Fundraising can be tough for any entrepreneur – particularly for those in the Midwest.
To spur more capital investment opportunities and bridge the funding gap for the makers, doers and dreamers in the heartland, the Kauffman Foundation in 2016 launched a scholarship program with Kauffman Fellows, the independent, two-year venture capital and leadership program based in Silicon Valley.
This scholarship program renews the distinctive partnership between the Kauffman Foundation and the Kauffman Fellows program. Created by the Foundation in 1995, the Kauffman Fellows program was designed to enhance entrepreneurial access to venture capital by improving understanding and relationships between venture capitalists and entrepreneurs.
Since becoming an independent organization more than two decades ago, the Kauffman Fellows program has graduated nearly 500 Fellows who now lead more than 200 venture capital firms representing funds investing billions into startups in 40+ countries.
Kauffman Fellows actively recruits women and minorities in the belief that communities are stronger and more capable of serving entrepreneurs with a multiplicity of viewpoints and backgrounds.
"This program is a key component of our initiative designed to address key market gaps and help Midwestern entrepreneurs become more successful," said Victor Hwang, vice president of Entrepreneurship at the Kauffman Foundation and a Kauffman Fellow alum. "The middle of the country represents a huge opportunity for investors and our work with Kauffman Fellows provides access to an extensive network as we continue our work to solve the Midwest capital gap."
Applications open for 2018 scholarships
This marks the first year of the Kauffman Foundation's $960,000 funding program, with four scholarships awarded per year for each of the next three years.
Two recipients each year will be chosen from the Kansas City metropolitan area; one from the heartland states (Missouri, Kansas, Iowa and Nebraska); and one from the midcontinent region stretching from the Rocky Mountains to the Appalachians.
Applications for the scholarship are available through the Kauffman Fellows program.
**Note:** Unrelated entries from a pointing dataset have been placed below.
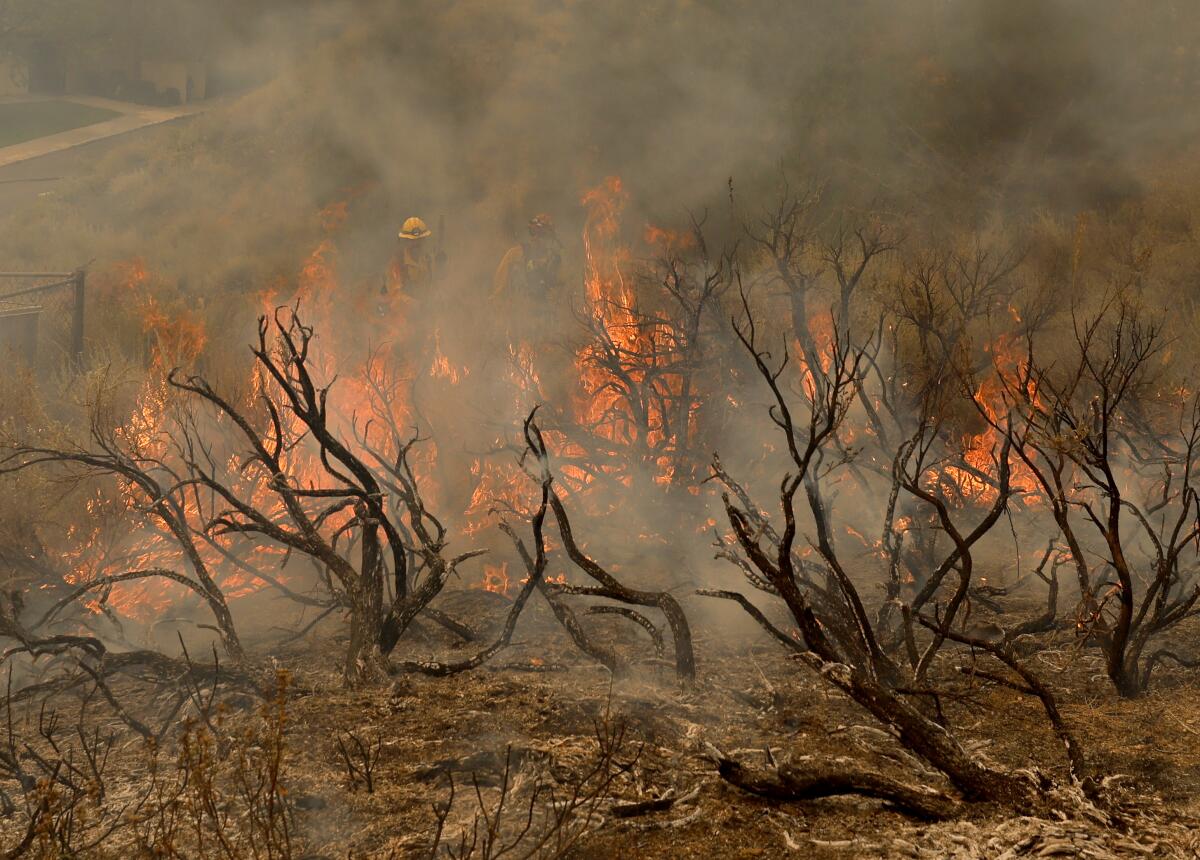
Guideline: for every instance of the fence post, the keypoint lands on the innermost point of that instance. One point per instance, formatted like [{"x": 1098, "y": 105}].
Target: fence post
[{"x": 79, "y": 278}]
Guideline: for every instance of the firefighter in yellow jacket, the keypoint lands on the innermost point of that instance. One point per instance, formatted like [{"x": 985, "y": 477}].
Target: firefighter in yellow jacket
[{"x": 411, "y": 271}]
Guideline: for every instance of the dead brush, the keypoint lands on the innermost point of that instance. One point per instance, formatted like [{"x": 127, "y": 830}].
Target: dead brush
[
  {"x": 553, "y": 816},
  {"x": 227, "y": 798},
  {"x": 360, "y": 753}
]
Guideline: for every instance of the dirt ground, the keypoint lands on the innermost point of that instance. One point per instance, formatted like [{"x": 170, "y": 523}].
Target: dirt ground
[
  {"x": 543, "y": 703},
  {"x": 538, "y": 707}
]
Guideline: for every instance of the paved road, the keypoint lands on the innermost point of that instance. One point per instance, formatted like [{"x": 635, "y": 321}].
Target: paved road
[{"x": 39, "y": 167}]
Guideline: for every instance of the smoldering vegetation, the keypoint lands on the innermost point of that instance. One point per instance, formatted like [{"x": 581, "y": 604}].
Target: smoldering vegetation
[{"x": 813, "y": 474}]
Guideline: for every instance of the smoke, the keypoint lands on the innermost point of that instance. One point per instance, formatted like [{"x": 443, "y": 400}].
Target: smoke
[{"x": 478, "y": 114}]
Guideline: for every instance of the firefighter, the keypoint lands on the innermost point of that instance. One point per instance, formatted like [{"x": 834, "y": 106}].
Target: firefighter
[
  {"x": 411, "y": 271},
  {"x": 531, "y": 271}
]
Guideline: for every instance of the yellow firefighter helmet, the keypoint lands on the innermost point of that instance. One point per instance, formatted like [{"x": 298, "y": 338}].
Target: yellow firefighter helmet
[{"x": 414, "y": 228}]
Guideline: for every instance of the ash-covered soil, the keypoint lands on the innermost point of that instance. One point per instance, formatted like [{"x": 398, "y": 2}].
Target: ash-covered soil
[
  {"x": 540, "y": 703},
  {"x": 531, "y": 726}
]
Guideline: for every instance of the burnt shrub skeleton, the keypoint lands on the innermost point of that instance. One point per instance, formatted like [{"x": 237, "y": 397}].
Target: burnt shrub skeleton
[{"x": 887, "y": 395}]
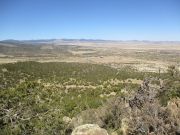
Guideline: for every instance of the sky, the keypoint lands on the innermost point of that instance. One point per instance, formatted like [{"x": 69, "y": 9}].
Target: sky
[{"x": 157, "y": 20}]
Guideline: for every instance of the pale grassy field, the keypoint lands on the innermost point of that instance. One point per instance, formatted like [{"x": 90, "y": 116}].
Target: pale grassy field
[{"x": 142, "y": 56}]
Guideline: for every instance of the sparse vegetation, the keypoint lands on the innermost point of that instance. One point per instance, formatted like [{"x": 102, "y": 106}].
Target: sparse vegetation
[{"x": 35, "y": 97}]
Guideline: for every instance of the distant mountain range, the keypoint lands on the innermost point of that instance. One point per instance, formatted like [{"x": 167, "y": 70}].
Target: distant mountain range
[{"x": 76, "y": 41}]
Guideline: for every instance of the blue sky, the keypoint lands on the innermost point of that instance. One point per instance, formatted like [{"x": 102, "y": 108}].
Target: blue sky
[{"x": 90, "y": 19}]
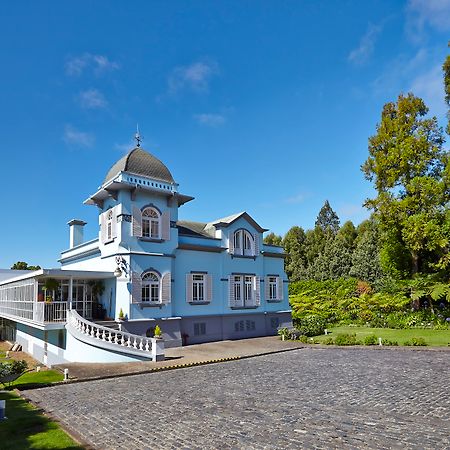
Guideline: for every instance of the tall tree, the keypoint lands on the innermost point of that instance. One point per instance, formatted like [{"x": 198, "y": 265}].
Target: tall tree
[
  {"x": 327, "y": 219},
  {"x": 446, "y": 69},
  {"x": 294, "y": 246},
  {"x": 366, "y": 257},
  {"x": 407, "y": 165},
  {"x": 22, "y": 265}
]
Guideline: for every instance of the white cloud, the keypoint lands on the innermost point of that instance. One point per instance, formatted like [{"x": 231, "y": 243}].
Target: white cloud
[
  {"x": 399, "y": 72},
  {"x": 75, "y": 66},
  {"x": 211, "y": 120},
  {"x": 92, "y": 99},
  {"x": 363, "y": 52},
  {"x": 77, "y": 137},
  {"x": 422, "y": 13},
  {"x": 299, "y": 198},
  {"x": 430, "y": 87},
  {"x": 195, "y": 77}
]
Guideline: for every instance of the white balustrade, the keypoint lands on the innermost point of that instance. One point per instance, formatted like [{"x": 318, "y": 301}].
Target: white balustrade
[{"x": 104, "y": 334}]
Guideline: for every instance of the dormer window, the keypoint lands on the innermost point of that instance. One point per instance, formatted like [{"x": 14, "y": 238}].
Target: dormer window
[
  {"x": 243, "y": 243},
  {"x": 151, "y": 223}
]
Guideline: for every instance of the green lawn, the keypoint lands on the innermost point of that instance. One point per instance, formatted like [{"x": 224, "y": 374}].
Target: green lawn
[
  {"x": 432, "y": 337},
  {"x": 27, "y": 428},
  {"x": 37, "y": 379}
]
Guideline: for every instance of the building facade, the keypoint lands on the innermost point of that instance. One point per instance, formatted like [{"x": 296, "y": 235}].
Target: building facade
[{"x": 199, "y": 282}]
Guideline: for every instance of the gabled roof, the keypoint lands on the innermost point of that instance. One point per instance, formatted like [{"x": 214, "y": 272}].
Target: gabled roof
[
  {"x": 195, "y": 228},
  {"x": 140, "y": 162},
  {"x": 225, "y": 222}
]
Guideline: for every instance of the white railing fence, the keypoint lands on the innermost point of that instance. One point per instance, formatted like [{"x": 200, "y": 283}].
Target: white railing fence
[{"x": 124, "y": 341}]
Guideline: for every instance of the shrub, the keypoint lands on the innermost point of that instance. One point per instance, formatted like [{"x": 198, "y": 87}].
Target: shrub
[
  {"x": 11, "y": 370},
  {"x": 389, "y": 343},
  {"x": 346, "y": 339},
  {"x": 416, "y": 342},
  {"x": 371, "y": 340},
  {"x": 311, "y": 325}
]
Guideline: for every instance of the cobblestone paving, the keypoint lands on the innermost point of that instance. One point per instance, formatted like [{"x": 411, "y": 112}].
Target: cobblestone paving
[{"x": 309, "y": 398}]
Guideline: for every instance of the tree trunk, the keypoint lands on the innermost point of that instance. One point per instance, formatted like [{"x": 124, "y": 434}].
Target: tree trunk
[{"x": 415, "y": 262}]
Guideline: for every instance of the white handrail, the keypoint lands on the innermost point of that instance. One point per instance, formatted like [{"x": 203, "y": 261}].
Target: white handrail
[{"x": 109, "y": 335}]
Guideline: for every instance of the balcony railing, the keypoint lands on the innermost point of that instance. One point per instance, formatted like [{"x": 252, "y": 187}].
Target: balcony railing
[{"x": 40, "y": 312}]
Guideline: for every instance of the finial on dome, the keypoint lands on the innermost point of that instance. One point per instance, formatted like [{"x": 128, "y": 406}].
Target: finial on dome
[{"x": 137, "y": 136}]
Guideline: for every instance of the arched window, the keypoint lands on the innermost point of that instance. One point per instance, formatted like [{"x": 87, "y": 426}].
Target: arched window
[
  {"x": 244, "y": 243},
  {"x": 150, "y": 287},
  {"x": 151, "y": 223}
]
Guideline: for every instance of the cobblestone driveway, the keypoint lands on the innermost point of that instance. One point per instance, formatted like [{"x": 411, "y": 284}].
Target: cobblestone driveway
[{"x": 309, "y": 398}]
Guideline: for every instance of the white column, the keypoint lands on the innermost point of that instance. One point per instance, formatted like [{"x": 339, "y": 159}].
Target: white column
[{"x": 70, "y": 292}]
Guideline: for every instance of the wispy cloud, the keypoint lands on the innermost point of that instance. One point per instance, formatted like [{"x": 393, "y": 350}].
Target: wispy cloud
[
  {"x": 210, "y": 120},
  {"x": 423, "y": 13},
  {"x": 429, "y": 86},
  {"x": 399, "y": 72},
  {"x": 98, "y": 64},
  {"x": 76, "y": 137},
  {"x": 361, "y": 54},
  {"x": 295, "y": 199},
  {"x": 92, "y": 99},
  {"x": 195, "y": 77}
]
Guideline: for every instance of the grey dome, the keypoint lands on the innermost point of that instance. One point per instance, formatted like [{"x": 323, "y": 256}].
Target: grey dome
[{"x": 140, "y": 162}]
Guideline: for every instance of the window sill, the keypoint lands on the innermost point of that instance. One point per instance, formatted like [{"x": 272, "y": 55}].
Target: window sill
[
  {"x": 151, "y": 239},
  {"x": 243, "y": 256},
  {"x": 244, "y": 307},
  {"x": 151, "y": 305}
]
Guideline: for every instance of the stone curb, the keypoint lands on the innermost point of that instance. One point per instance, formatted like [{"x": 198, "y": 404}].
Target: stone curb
[{"x": 162, "y": 368}]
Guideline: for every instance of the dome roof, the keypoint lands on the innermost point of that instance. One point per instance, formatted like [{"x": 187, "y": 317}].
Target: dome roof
[{"x": 140, "y": 162}]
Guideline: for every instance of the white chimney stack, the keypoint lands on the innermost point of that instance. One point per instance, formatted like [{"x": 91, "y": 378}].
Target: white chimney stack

The application deadline is Dec. 15, 2017. For more information, please contact Katlyn Mease.
Inaugural scholarship recipients speak
The first four scholarship recipients began their Fellowship in June 2017. Convening for their first Midwest chapter meeting in September 2017, they already see the distinct advantages the Kauffman Fellows program can give them to help build regional ecosystems.
"It's so exciting to see the tremendous strides the Midwestern Fellows are making in bolstering their ecosystems," said Jeff Harbach, CEO of Kauffman Fellows. "They are helping to connect investors in the region and providing real support for entrepreneurs who need and want investors who will empower them."
For Lisa Feria, CEO of Stray Dog Capital in Kansas City, the program has helped her understand how critical it is to form deep relationships in the investment community. "Not only are you understanding how to be a better and more efficient venture capitalist or entrepreneur, but you're also deepening relationships that help you do all those things," Feria said.
Thad Langford, a founding partner at Flyover Capital in Kansas City, believes the program can bring much-needed industry expertise to mid-continent ecosystems. "Kauffman Fellows is a great opportunity on multiple levels," he said. "One is education around venture capital business as a whole and the opportunity to engage with some of the foremost leaders in the industry and bring back learning to the Midwest."
Scott Bernstein is founder of Lewis & Clark Ventures, St. Louis' first $100M+ venture fund focusing on high-potential investment opportunities throughout the Midwest. Bernstein says he's already learning how investors in the Midwest can band together and become a more tight-knit investment community. "It's not always easy to raise money in the Midwest," Bernstein said. "To the extent that we can share knowledge with other investors in how to raise in this climate will help us all."
Victor Gutwein is founder of M25, a Chicago-based, early-stage micro-VC fund whose aim is to fill a gap in funding early-stage tech startups in the Midwest. "There are countless ways the program can help emerging VCs, including the strengths of relationships formed," Gutwein said. "This is critical for investors not based in Silicon Valley. Doing a deal here necessitates a high degree of trust and collaboration with people across multiple cities."